Um estudo publicado na revista Nature Medicine demonstrou que algoritmos de Inteligência Artificial (IA) podem detectar tumores com 95% de precisão. A proposta supera, em alguns casos, a capacidade de radiologistas humanos.
A Microsoft anunciou uma ferramenta médica de IA que, segundo a empresa, é quatro vezes mais eficaz do que humanos no diagnóstico de condições complexas.

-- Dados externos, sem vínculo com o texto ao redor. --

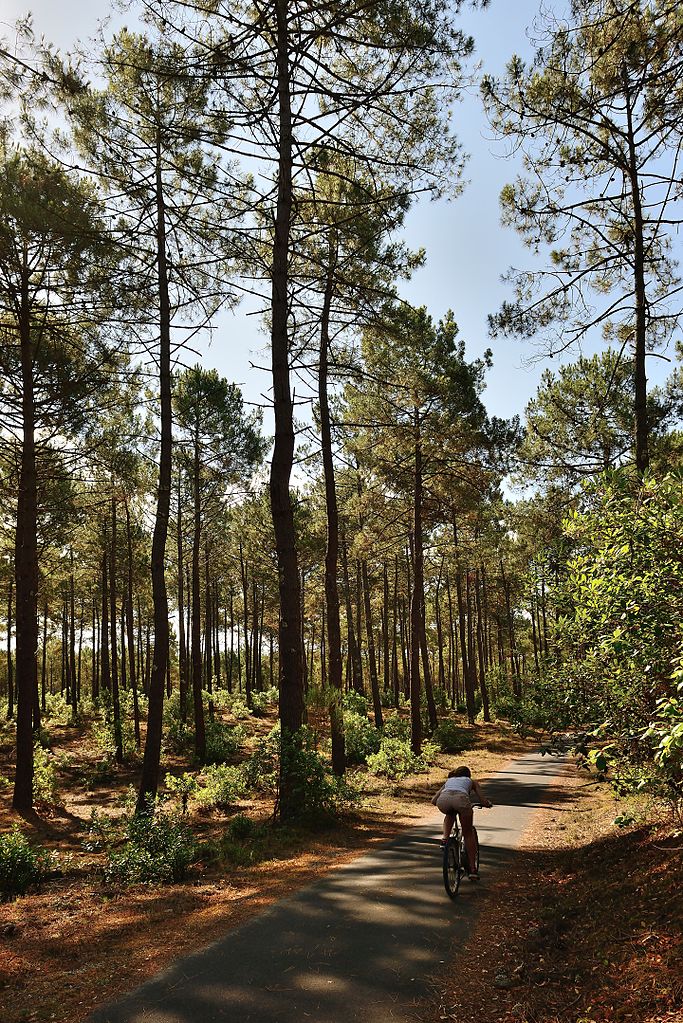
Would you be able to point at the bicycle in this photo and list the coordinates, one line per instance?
(456, 860)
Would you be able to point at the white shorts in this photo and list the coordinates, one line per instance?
(453, 802)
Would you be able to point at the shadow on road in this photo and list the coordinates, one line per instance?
(355, 946)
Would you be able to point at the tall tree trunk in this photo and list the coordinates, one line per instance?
(10, 663)
(354, 652)
(182, 653)
(26, 564)
(640, 347)
(116, 703)
(290, 653)
(416, 615)
(105, 673)
(130, 625)
(152, 749)
(384, 633)
(197, 667)
(43, 672)
(510, 632)
(245, 607)
(208, 632)
(232, 640)
(72, 638)
(372, 662)
(481, 650)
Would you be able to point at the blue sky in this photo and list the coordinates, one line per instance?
(467, 250)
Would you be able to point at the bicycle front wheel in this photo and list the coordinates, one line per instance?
(452, 871)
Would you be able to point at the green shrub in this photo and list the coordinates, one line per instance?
(182, 786)
(243, 843)
(314, 793)
(262, 701)
(57, 711)
(239, 709)
(451, 737)
(243, 829)
(178, 734)
(20, 863)
(103, 730)
(355, 702)
(45, 791)
(223, 742)
(221, 786)
(395, 758)
(158, 849)
(361, 737)
(263, 767)
(397, 727)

No entanto, especialistas alertam para a necessidade de cautela e interpretação profissional.
Fontes confiáveis
A médica psiquiatra da infância e adolescência e preceptora dos alunos de medicina do Centro Universitário São Camilo, Laura Trevizan, pontua que as buscas por informações sobre as doenças devem ser feitas em fontes e sites confiáveis.

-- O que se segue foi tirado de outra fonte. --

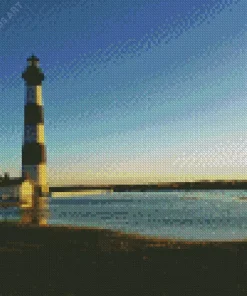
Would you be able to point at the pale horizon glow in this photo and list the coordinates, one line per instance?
(141, 92)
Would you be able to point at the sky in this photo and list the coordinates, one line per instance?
(135, 91)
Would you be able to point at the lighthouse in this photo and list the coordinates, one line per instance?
(33, 149)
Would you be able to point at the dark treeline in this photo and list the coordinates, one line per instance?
(199, 185)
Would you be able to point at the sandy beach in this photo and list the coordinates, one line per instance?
(43, 260)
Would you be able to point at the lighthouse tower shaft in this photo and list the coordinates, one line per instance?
(33, 149)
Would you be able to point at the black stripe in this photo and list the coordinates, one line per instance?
(33, 154)
(33, 114)
(33, 75)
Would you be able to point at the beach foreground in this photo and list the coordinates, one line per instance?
(43, 260)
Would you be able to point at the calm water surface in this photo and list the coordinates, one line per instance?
(194, 215)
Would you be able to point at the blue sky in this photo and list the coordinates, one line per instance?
(135, 90)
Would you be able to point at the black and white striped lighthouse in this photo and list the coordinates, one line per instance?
(33, 149)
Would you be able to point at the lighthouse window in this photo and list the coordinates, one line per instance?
(30, 133)
(30, 95)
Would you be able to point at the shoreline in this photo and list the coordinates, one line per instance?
(44, 260)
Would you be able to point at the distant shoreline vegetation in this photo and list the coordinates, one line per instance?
(199, 185)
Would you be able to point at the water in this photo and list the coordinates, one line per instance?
(190, 215)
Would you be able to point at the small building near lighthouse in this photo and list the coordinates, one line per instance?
(20, 190)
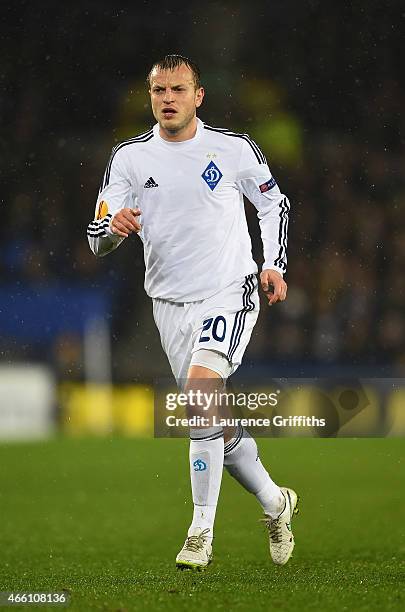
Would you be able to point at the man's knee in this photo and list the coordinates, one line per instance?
(206, 363)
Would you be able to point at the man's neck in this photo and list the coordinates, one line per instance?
(188, 132)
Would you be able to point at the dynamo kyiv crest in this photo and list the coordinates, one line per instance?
(212, 175)
(199, 465)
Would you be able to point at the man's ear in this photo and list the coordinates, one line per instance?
(199, 97)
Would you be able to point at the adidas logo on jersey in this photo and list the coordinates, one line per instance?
(150, 183)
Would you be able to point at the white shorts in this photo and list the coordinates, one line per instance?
(221, 323)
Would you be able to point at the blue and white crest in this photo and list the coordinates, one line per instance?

O aumento do número de diagnósticos de pessoas com Transtorno do Espectro Autista (TEA chegou a 1,2% da população, conforme o último Censo Demográfico.

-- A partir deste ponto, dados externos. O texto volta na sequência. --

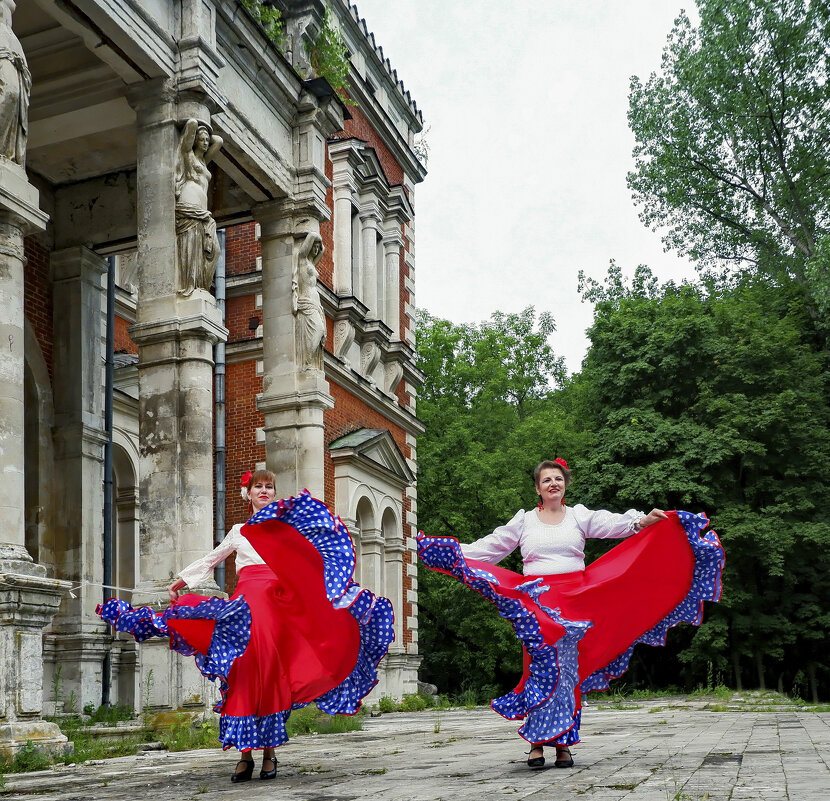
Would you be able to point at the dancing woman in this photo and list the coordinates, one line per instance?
(297, 629)
(577, 625)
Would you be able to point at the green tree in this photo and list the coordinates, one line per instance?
(712, 398)
(489, 415)
(733, 140)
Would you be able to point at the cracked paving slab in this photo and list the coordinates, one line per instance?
(649, 751)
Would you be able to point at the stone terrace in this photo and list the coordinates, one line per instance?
(670, 749)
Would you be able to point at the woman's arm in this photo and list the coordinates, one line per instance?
(215, 146)
(196, 572)
(188, 137)
(603, 524)
(494, 547)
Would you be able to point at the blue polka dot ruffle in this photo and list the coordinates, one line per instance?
(374, 614)
(707, 585)
(547, 700)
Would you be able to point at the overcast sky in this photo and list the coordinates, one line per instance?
(526, 104)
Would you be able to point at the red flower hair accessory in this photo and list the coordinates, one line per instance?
(244, 480)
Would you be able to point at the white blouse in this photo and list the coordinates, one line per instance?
(547, 548)
(196, 572)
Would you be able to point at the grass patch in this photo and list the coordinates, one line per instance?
(310, 720)
(720, 691)
(417, 702)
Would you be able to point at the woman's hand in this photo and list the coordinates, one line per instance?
(173, 590)
(652, 517)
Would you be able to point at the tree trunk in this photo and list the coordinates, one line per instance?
(736, 669)
(811, 675)
(759, 664)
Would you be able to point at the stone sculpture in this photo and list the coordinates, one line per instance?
(197, 246)
(310, 321)
(15, 85)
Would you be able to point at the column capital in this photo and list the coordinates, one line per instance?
(286, 217)
(154, 101)
(19, 200)
(76, 262)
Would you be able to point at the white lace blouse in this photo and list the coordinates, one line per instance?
(196, 572)
(550, 549)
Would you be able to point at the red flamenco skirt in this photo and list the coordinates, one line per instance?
(297, 629)
(578, 630)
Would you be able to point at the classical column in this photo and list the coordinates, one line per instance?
(175, 334)
(295, 392)
(372, 564)
(369, 223)
(28, 600)
(345, 155)
(392, 244)
(293, 399)
(78, 277)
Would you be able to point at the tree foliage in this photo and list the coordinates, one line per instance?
(732, 139)
(714, 399)
(488, 422)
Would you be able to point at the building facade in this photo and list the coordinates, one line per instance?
(257, 233)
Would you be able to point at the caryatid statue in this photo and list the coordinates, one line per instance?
(197, 246)
(310, 320)
(15, 85)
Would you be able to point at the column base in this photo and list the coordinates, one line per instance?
(46, 737)
(15, 559)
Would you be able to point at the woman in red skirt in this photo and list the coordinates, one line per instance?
(578, 626)
(297, 629)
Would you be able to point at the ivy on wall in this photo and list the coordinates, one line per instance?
(269, 19)
(329, 56)
(327, 53)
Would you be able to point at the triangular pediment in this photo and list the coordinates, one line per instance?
(374, 447)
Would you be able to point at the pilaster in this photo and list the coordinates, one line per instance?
(175, 337)
(292, 400)
(19, 215)
(78, 277)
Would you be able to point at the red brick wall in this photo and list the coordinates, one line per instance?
(37, 296)
(358, 126)
(349, 414)
(241, 249)
(242, 418)
(239, 313)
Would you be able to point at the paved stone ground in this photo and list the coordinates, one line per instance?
(656, 750)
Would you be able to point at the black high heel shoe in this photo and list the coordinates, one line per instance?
(243, 775)
(268, 774)
(536, 762)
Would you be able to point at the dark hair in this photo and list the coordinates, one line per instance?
(550, 465)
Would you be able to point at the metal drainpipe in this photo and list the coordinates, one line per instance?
(108, 390)
(219, 413)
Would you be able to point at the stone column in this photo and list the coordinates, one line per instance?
(293, 401)
(343, 240)
(28, 600)
(175, 336)
(372, 564)
(345, 156)
(78, 277)
(392, 244)
(294, 396)
(369, 223)
(393, 556)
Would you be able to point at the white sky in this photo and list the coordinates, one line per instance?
(529, 149)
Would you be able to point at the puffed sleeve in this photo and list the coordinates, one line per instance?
(196, 572)
(603, 524)
(494, 547)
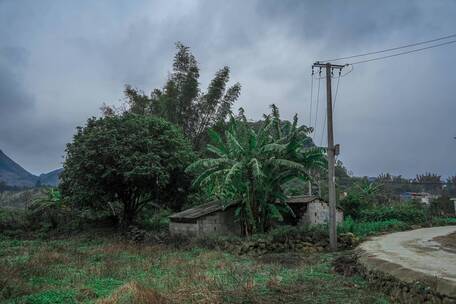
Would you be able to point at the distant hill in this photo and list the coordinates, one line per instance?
(12, 174)
(51, 178)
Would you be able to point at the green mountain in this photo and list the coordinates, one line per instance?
(51, 178)
(12, 174)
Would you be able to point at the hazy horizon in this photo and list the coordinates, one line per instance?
(59, 61)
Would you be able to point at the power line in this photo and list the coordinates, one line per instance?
(404, 53)
(334, 107)
(393, 49)
(317, 101)
(311, 99)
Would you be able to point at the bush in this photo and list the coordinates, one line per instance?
(352, 205)
(128, 160)
(158, 220)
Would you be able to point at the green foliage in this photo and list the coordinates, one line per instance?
(123, 163)
(94, 269)
(430, 182)
(250, 168)
(352, 204)
(182, 102)
(157, 220)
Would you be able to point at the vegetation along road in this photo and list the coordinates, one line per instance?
(422, 255)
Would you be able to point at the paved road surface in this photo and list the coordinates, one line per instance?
(414, 256)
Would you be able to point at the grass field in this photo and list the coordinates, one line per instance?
(97, 269)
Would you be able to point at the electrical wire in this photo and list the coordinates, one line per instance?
(334, 106)
(318, 102)
(311, 98)
(392, 49)
(404, 53)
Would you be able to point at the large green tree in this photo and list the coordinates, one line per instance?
(128, 160)
(182, 102)
(250, 168)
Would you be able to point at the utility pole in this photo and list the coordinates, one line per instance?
(331, 150)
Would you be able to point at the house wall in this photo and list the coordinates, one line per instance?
(318, 213)
(221, 222)
(190, 229)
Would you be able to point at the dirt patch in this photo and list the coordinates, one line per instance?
(134, 293)
(289, 259)
(346, 265)
(447, 241)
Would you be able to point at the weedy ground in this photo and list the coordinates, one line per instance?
(101, 269)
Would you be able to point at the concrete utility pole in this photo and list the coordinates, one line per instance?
(331, 149)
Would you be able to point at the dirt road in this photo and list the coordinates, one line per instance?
(413, 256)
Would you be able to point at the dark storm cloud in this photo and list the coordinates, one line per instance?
(59, 60)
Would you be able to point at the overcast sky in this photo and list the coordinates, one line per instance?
(60, 60)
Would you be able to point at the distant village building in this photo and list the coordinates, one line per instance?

Para a Trevizan, esse é o resultado da conscientização da população sobre o tema, mais acesso à informação, mudanças em critérios diagnósticos ao longo dos anos e novas ferramentas para diagnosticar essa condição.
Mas alerta: o aumento dos diagnósticos não significa que existem mais pessoas com autismo do que antes, provavelmente só não eram diagnosticadas.
Na internet, é possível encontrar testes que podem induzir ao autodiagnóstico e à desinformação. A psiquiatra explica que a maioria dos testes on-line disponíveis é baseada em autorrelatos e isso dificulta o processo.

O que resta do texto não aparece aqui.